Re: [PNG] Cancel upcoming meeting?

On Thu, May 8, 2025 at 11:47 AM Chris Blume (ProgramMax)
<programmax@gmail.com> wrote:
> And for data, how much speed can we gain for how much file size sacrifice? Is the speed gain because most of the time is spent in the inflate step? If we optimize the inflate, does that reduce the reward?

Most of the **CPU** time required to decode a PNG goes inside zlib
decompression.  This is based on many timing experiments using libpng
and another liibrary written at the end of 1996.  Both used Mark
Adler's zlib; zlib-ng is meant to be faster.  Within both libpng and,
IRC,  the other library the only significant CPU consumer is the Paeth
filter.  As a result the other library and, by default, libpng 1.7,
disfavour it's use.

These timing figures are, however, very misleading.  In practice it is
normally faster to compress data **on disk** and then spend the CPU
time decompressing it than it is to read uncompressed data.  This is
**real** time of course; it does not appear in "user" time or, indeed,
"system" time because those don't include time where the process is
idle; waiting for stuff to be delivered off disk.  It may be that some
modern file systems can reverse this conclusion but when I first
tested this on a commercial system 30 years ago the results were very
very skewed towards compressed data even when the time to compress it
was taken into account!  For PNG we are talking about just the
decompression side which is a lot faster than PNG (LZ) compression.
(LZW is more balanced.)

> I think the hesitation is we wanted to have data to show when it is good/bad, and by how much.

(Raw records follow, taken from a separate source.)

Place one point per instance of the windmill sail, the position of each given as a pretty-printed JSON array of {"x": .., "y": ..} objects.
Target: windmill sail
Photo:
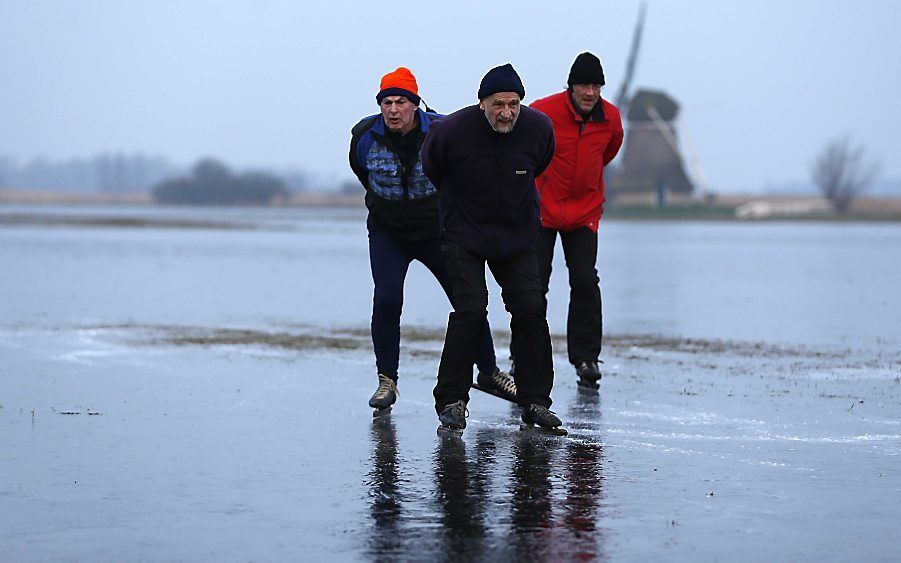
[{"x": 622, "y": 96}]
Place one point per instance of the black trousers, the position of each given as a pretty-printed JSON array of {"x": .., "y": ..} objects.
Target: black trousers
[
  {"x": 531, "y": 340},
  {"x": 584, "y": 322}
]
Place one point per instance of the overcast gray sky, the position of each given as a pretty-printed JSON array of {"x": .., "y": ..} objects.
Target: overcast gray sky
[{"x": 763, "y": 84}]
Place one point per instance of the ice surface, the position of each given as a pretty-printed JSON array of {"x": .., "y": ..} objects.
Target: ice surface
[{"x": 200, "y": 393}]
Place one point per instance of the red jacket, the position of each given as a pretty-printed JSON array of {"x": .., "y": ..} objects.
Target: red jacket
[{"x": 572, "y": 187}]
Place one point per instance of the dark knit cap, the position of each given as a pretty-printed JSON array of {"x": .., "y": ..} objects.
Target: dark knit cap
[
  {"x": 501, "y": 79},
  {"x": 586, "y": 69}
]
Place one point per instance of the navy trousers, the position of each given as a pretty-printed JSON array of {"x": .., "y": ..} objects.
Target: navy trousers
[{"x": 584, "y": 319}]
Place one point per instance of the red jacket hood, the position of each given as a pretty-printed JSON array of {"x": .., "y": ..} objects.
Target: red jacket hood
[{"x": 572, "y": 187}]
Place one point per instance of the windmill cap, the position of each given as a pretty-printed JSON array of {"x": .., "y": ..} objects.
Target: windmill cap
[{"x": 586, "y": 69}]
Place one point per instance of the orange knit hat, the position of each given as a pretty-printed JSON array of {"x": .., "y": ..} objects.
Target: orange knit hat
[{"x": 401, "y": 82}]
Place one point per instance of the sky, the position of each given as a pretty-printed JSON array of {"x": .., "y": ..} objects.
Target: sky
[{"x": 763, "y": 85}]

Apple may care to comment.  When I was working on commercial software
I chose to compress images in-memory _to save RAM_   PNG was the
memory and file format for everything except JPEG and, later, GIF.  In
this kind of architecture the full uncompressed image is never
required.  I know that at least one commercial 3D rendering program
can store texture maps compressed when rendering.  I believe this
might actually happen in the NVidia Iray render engine with the
compressed textures on the graphics card.  In all these cases there
**might** be an advantage in parallel decode for large (think print
resolution) images, for current texture maps which are often 4K square
or 8K square and for light domes which are often 16Kx8K and will
certainly be larger in the future.

> For example, very wide images will have more data per row. That leaves fewer places for the new filter & restart marker.

Conceivably someone might make a panorama that is not very high or
have an existing set of images containing multiple frames which are
organised horizontally but so what?  If this technique is applied to
small images the real problem is that the technique involves a "full"
flush and that destroys the state of the compressor; each "segment" of
the image is encoded as a completely independent compressed stream.
The overhead of the 4 byte marker is also not the issue for small
images, it's the requirement at least in mARK for a new IDAT chunk;
that alone has a 12 byte overhead.  Mark has this to say about using a
"full" flush in https://www.zlib.net/manual.html:

"Using Z_FULL_FLUSH too often can seriously degrade compression."

But this does not apply to **large** images to the same extent.  To
use my example of a 4K texture there are 4096 lines and therefore
there can be 4096 segments.  A typical texture is 24-bit RGB so each
line has 12289 bytes and the deflate algorithm uses a sliding window
of at most 32768 bytes.  Consequently dividing a 4K texture into, say,
64 (offering the use of 64 cores at once) gives compressed blocks
corresponding to over 24 window-widths.  It is most unlikely that the
flush would make a significant effect on compression and an extra 16
bytes per segment certainly won't.

This is, in fact, measurable even without an implementation; it should
be a relatively simple hack to any encoder that uses zlib or a similar
implementation.  If the encoder is a library (libpng, libspng etc)
then the result will change the output of all programs that use the
library.  Even commercial software could be tested so long as the
implementation uses a system DLL.

>And it might mean forcing none/sub filters has a bigger impact on file size. OR maybe the bigger rows means the filter was more likely to be none anyway.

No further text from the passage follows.